# Hebb's rule

Hebb's Rule or Hebb's postulate attempts to explain "associative learning", in which simultaneous activation of cells leads to pronounced increases in synaptic strength between those cells. Hebb stated:

Let us assume that the persistence or repetition of a reverberatory activity (or "trace") tends to induce lasting cellular changes that add to its stability.… When an axon of cell A is near enough to excite a cell B and repeatedly or persistently takes part in firing it, some growth process or metabolic change takes place in one or both cells such that A's efficiency, as one of the cells firing B, is increased.[1]

## Model

Model of a neuron. j is the index of the neuron when there is more than one neuron. For a linear neuron, the activation function is not present (or simply the identity function).

Given a set of k-dimensional inputs represented as a column vector:

$\vec{x} = [x_1, x_2, \cdots, x_k]^T$

and a linear neuron with (initially random, uniformly distributed between -1 and 1) synaptic weights from the inputs:

$\vec{w} = [w_1, w_2, \cdots, w_k]^T$

then the output the neuron is defined as follows:

$y = \vec{w}^T \vec{x} = \sum_{i=1}^k w_i x_i$

Hebb's rule gives the update rule which is applied after an input pattern is presented:

$\Delta \vec{w} = \eta \vec{x} y$

where $\eta$ is some small fixed learning rate.

It should be clear that given the same input applied over and over, the weights will continue to grow without bound. One solution is to limit the size of the weights. Another solution is to normalize the weights after every presentation:

$\vec{w} \leftarrow \vec{w} / \left \| \vec{w} \right \|$

Normalizing the weights leads to Oja's rule.
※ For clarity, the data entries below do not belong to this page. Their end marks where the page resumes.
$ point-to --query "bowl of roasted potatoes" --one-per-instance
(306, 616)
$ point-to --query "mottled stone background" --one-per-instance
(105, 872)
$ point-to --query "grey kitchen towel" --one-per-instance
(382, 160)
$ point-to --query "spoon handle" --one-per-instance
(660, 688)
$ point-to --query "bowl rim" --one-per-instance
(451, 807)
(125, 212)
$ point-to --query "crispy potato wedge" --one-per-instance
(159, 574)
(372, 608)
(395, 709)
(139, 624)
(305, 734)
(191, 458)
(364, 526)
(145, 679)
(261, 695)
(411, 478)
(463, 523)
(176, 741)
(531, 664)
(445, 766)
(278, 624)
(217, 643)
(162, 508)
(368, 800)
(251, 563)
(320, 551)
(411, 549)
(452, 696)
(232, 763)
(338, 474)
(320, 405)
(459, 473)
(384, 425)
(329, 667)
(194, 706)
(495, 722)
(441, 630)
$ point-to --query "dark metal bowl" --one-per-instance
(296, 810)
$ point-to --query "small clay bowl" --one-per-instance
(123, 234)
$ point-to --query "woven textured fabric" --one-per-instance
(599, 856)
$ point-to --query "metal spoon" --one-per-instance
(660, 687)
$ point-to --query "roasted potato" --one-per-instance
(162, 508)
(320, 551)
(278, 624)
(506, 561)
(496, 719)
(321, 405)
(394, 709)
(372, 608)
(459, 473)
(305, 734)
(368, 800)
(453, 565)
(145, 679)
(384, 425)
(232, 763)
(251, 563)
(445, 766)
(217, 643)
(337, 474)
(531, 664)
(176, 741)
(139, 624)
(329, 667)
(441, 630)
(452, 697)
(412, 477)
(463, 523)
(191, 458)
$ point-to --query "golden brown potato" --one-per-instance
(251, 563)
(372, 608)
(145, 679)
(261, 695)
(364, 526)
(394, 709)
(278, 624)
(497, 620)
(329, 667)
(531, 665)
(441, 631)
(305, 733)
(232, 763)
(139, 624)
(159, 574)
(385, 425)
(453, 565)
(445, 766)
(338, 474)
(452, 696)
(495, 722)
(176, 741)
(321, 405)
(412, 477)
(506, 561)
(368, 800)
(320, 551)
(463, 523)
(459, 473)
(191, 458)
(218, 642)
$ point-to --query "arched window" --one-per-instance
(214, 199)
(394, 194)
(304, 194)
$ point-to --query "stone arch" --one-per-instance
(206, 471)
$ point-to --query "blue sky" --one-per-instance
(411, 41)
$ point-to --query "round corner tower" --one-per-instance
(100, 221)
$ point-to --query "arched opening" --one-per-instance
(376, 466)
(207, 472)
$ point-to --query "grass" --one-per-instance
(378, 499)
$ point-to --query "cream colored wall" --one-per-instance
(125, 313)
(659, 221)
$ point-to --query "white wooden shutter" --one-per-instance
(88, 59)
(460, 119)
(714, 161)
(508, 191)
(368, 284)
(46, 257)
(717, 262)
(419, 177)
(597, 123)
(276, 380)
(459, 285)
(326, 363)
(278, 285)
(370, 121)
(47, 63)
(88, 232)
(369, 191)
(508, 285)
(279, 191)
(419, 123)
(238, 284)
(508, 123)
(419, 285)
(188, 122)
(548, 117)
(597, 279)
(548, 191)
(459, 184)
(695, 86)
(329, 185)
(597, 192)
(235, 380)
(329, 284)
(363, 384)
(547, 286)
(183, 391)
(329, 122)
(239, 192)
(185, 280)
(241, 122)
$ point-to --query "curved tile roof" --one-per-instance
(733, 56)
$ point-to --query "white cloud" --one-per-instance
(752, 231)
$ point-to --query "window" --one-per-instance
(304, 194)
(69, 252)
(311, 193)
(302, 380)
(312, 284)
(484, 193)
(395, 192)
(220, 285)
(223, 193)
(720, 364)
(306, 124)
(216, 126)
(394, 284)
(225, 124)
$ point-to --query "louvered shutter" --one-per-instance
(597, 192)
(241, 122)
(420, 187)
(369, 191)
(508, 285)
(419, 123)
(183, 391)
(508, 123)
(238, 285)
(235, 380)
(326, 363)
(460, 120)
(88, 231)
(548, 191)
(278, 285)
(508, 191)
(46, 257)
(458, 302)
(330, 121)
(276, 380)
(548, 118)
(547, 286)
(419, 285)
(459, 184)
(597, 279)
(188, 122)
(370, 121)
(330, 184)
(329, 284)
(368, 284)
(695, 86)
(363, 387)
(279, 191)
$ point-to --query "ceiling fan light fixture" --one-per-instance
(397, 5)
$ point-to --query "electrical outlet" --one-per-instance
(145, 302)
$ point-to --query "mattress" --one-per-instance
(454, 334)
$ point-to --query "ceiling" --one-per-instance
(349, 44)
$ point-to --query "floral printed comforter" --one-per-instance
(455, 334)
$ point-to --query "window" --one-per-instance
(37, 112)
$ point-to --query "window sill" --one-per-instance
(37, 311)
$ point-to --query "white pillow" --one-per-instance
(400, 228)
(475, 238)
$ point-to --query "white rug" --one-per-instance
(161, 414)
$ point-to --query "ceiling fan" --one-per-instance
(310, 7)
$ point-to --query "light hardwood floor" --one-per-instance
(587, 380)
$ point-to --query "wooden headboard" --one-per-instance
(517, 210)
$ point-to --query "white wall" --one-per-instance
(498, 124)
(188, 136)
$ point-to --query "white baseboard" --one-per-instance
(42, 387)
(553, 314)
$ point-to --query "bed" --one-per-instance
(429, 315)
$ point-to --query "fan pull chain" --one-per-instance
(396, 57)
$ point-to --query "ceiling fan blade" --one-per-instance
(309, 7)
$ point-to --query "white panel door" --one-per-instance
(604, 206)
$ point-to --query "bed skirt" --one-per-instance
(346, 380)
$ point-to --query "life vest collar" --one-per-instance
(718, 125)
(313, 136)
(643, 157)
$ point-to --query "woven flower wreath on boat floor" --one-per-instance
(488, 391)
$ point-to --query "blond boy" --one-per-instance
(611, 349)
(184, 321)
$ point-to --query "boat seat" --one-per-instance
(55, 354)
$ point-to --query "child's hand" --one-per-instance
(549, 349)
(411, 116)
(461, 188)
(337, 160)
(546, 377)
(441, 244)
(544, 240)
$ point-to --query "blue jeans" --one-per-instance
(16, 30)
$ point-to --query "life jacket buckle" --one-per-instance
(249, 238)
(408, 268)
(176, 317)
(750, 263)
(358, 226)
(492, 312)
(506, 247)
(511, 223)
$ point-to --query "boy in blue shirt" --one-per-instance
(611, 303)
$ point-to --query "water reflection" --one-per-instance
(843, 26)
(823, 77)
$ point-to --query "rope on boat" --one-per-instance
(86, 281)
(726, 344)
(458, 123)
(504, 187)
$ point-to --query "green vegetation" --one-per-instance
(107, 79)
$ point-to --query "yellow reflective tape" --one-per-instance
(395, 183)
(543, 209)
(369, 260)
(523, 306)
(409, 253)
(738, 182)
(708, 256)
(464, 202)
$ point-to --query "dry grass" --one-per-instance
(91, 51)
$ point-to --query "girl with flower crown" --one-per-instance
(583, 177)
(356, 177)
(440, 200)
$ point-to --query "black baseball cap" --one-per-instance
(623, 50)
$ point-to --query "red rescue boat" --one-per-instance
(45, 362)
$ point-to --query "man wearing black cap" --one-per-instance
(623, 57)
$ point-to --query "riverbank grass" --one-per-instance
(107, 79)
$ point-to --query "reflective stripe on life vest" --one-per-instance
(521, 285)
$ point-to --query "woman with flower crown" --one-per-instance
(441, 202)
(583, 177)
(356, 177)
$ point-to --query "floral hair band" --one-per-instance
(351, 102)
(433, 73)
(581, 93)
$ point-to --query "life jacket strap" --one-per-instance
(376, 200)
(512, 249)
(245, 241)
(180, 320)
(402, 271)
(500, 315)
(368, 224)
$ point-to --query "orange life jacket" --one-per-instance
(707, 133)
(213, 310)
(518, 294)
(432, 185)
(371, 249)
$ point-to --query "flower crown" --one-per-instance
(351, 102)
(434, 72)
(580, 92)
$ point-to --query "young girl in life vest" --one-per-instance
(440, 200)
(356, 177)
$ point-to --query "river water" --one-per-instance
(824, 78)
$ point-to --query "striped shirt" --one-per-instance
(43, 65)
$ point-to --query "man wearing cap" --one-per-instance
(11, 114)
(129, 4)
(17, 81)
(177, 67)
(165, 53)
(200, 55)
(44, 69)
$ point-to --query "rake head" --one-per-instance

## Hebb's rule and correlation

Instead of updating the weights after each input pattern, we can also update the weights after all input patterns. Suppose that there are $N$ input patterns. If we set the learning rate $\eta$ equal to $1/N$, then the update rule becomes

$\Delta \vec{w} = \frac{1}{N} \sum_{n=1}^N \vec{x}_n y_n = \left \langle \vec{x}_n y_n \right \rangle_N$

where $n$ is the pattern number, and $\left \langle \cdot \right \rangle_N$ is the average over N input patterns. This is convenient, because we can now substitute $y_n$:

$\Delta \vec{w} = \left \langle \vec{x}_n y_n \right \rangle_N = \left \langle \vec{x}_n \vec{w}^T \vec{x}_n \right \rangle_N = \left \langle \vec{x}_n \vec{x}_n^T \vec{w} \right \rangle_N = \left \langle \vec{x}_n \vec{x}_n^T \right \rangle_N \vec{w} = \mathbf{C} \vec{w}$

$\mathbf{C}$ is the correlation matrix for $\vec{x}$, provided that $\vec{x}$ has mean zero and variance one. This means that strong correlation between elements of $\vec{x}$ will result in a large increase in the weights from those elements, which is what Hebb's rule is all about.

Note that if $\vec{x}$ does not have mean zero and variance one, then the relationship holds up to a factor. Similarly, if the learning rate is not equal to $1/N$, then the relationship is still true up to a factor.